The creative framework for this book within a book is expertly executed. It’s not just done for dramatic effect, the two stories feel interconnected. Susan draws connections from the manuscript to the “real life” mystery she finds herself in. I appreciated that every detail seemed to have a purpose, either as a clue or red herring.
The only minuscule drawback was that I found Susan’s mystery a little predictable. However, I did not solve the mystery within the manuscript. So even with the slight predictability of Susan’s story line, I found myself absolutely delighted by the manuscript. Overall, the creative structuring really worked, and kept me guessing.
In those very first pages, before the manuscript begins, Susan says:
“As far as I’m concerned, you can’t beat a good whodunnit: the twists and turns, the clues and the red herrings and then, finally, the satisfaction of having everything explained to you in a way that makes you kick yourself because you hadn’t seen it from the start”.
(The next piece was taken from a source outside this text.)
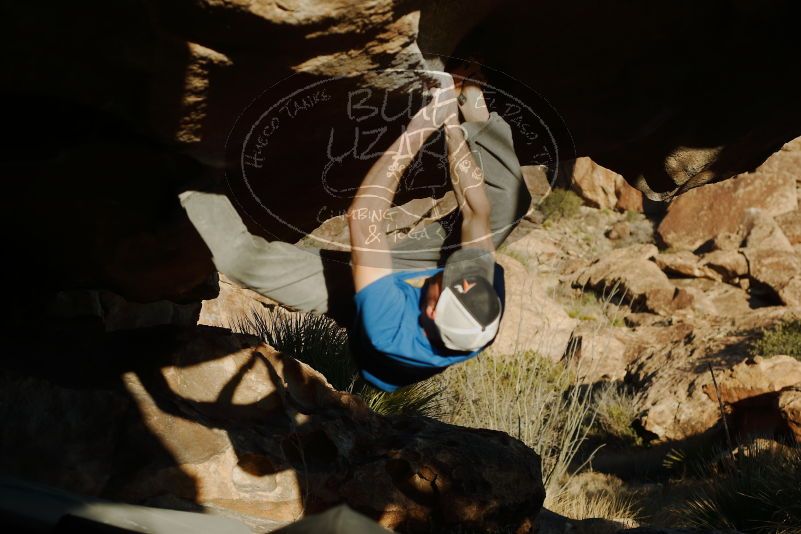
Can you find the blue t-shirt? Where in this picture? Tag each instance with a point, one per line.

Horowitz manages to hit all those classic elements of a whodunnit, in a playful way. The two story lines (Susan’s, and the story within the manuscript) are twisty, and the creative structuring of the novel overall adds to the twists and turns. It’s discombobulating (in the best possible way) to become so fully immersed in the manuscript then, halfway through the book, jump back into a different story altogether. The cozy mystery within the framework of another mystery makes the book feel both classic and contemporary. It’s a modern take on the murder mystery novel, with a respectful nod to the time-honored traditions of the genre.
If you enjoy murder mysteries, especially of the quaint English village variety, you’ll want to add this to your Fall reading list right away!